AI and the Probability of Conflict
Cross-posted from The Metasophist. Necessarily speculative.
It is commonly argued that artificial general intelligence (AGI), unaligned with human values, represents an existential risk for humanity. For example, in his recent book The Precipice, philosopher Toby Ord argued that there is a 10 percent chance that unaligned artificial general intelligence will result in existential catastrophe for humanity in the coming century.
Less attention is devoted to whether or how aligned AGI could introduce additional existential risk, such as through increasing the probability of conflict. For example, how would one country react to the news that another country is on the verge of developing an AGI fully under their control, a potential geopolitical game changer similar to the advent of nuclear weapons?
Aligned AGI could have important geopolitical implications by altering both the nature and probability of conflict. But how exactly? This is difficult to answer given that the form of AGI is still hugely uncertain. Nevertheless, the different scenarios explored below indicate that aligned AGI would not greatly increase the probability of conflict.
Let’s explore these scenarios in detail.
Setting the scene
Consider two countries, the Hegemon and the Challenger. Furthermore, assume that both countries are trying to develop AGI. How would they strategise vis-à-vis one another?

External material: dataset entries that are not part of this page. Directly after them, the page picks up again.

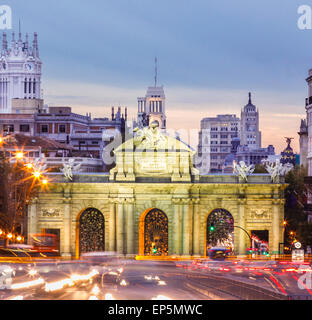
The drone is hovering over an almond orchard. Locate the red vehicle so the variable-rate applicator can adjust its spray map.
[29,233,59,256]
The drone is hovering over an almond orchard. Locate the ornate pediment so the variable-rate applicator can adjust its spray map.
[41,208,60,217]
[250,209,270,219]
[110,122,198,181]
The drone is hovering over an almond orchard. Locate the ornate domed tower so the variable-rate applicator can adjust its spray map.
[0,30,42,113]
[281,138,296,166]
[138,58,166,130]
[241,92,261,150]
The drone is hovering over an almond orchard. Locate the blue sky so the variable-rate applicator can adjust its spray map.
[0,0,312,151]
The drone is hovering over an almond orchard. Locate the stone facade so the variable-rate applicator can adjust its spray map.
[28,124,285,256]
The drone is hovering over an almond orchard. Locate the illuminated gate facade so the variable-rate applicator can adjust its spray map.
[79,208,105,254]
[144,209,168,256]
[206,208,234,254]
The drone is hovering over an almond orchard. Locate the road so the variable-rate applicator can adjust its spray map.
[0,258,312,300]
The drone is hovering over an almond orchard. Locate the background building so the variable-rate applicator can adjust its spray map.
[240,92,261,150]
[137,83,166,130]
[298,119,308,167]
[0,31,42,113]
[196,114,240,174]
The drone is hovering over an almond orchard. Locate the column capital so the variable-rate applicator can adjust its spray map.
[62,197,72,203]
[272,199,285,205]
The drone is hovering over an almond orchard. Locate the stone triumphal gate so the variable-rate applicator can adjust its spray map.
[28,125,285,256]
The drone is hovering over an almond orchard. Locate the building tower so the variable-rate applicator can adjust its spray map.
[298,119,308,167]
[138,58,166,130]
[0,28,42,113]
[241,92,261,150]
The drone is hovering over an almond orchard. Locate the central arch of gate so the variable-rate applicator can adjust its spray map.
[139,208,169,256]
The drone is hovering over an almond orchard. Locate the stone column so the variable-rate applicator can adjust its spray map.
[116,200,124,253]
[108,199,116,251]
[270,199,281,254]
[61,198,72,257]
[181,199,192,256]
[193,199,200,256]
[238,199,249,255]
[172,199,181,254]
[28,198,37,241]
[126,199,134,255]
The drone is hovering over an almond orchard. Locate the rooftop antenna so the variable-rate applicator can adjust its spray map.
[155,57,157,88]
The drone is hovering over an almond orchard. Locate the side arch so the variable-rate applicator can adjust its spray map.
[76,207,105,257]
[139,208,169,256]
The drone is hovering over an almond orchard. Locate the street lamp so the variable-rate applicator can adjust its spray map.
[15,151,24,160]
[34,171,41,179]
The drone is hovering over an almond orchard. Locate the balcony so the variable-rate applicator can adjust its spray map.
[304,176,312,185]
[306,96,312,106]
[304,203,312,213]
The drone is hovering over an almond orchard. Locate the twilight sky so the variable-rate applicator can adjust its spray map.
[5,0,312,152]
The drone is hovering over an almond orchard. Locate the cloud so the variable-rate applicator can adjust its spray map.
[45,80,305,152]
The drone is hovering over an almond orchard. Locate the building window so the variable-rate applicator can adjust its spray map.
[59,124,66,133]
[3,124,14,132]
[40,124,48,133]
[20,124,30,132]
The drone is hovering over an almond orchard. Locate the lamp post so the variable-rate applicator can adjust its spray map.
[0,136,48,244]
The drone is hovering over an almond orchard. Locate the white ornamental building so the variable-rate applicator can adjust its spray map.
[0,32,42,113]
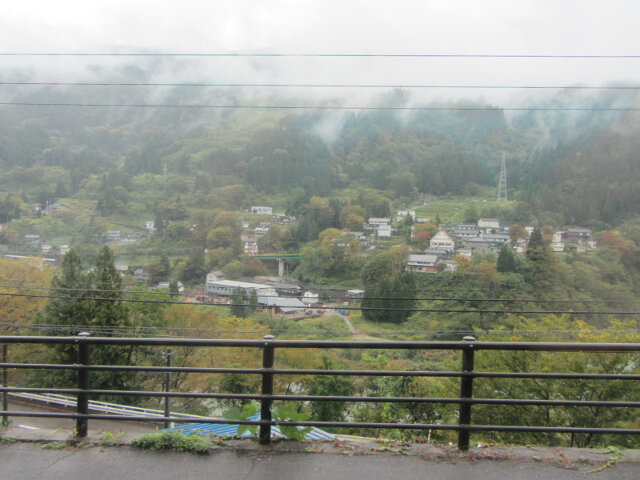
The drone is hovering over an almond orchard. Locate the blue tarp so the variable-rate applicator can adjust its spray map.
[166,413,336,440]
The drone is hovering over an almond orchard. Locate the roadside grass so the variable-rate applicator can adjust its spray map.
[131,431,211,453]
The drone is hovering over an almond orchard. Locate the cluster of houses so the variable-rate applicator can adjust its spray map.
[205,271,319,317]
[407,218,597,273]
[240,205,296,255]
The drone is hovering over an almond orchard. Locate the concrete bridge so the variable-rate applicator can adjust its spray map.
[254,253,302,277]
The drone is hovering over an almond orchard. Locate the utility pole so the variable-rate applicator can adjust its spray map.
[164,350,173,428]
[498,150,507,202]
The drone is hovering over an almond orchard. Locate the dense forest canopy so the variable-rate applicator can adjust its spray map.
[0,61,640,231]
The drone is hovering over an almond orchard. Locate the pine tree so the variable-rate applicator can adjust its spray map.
[525,228,555,296]
[41,248,91,386]
[496,245,518,273]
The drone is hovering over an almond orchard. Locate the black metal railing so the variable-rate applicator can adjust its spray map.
[0,334,640,450]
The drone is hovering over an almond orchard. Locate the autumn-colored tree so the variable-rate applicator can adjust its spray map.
[0,258,53,329]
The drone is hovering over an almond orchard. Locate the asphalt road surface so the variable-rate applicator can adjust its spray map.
[0,443,640,480]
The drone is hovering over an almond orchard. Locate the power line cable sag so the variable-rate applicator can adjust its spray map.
[0,82,640,91]
[0,102,640,112]
[0,292,640,316]
[0,282,640,304]
[0,52,640,60]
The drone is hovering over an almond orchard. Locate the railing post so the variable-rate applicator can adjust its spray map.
[164,350,173,428]
[260,335,275,445]
[2,343,9,426]
[458,337,476,451]
[76,332,90,437]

First, we need to make some assumptions about what the goals of these two states are. Let’s assume that they seek to maximise their relative power, in line with the theory of offensive realism articulated by John Mearsheimer. In other words, they care more about security than prosperity, and therefore try to ensure their independence from other powers.
Empirically speaking, this is not always true: US and European policy towards China in the 90s and 00s is but one exception to this. But states do seem to converge over time to a realist approach, while divergences from it seem to be temporary and idiosyncratic.
Now, we want to understand how both states might behave just before and after AGI is developed.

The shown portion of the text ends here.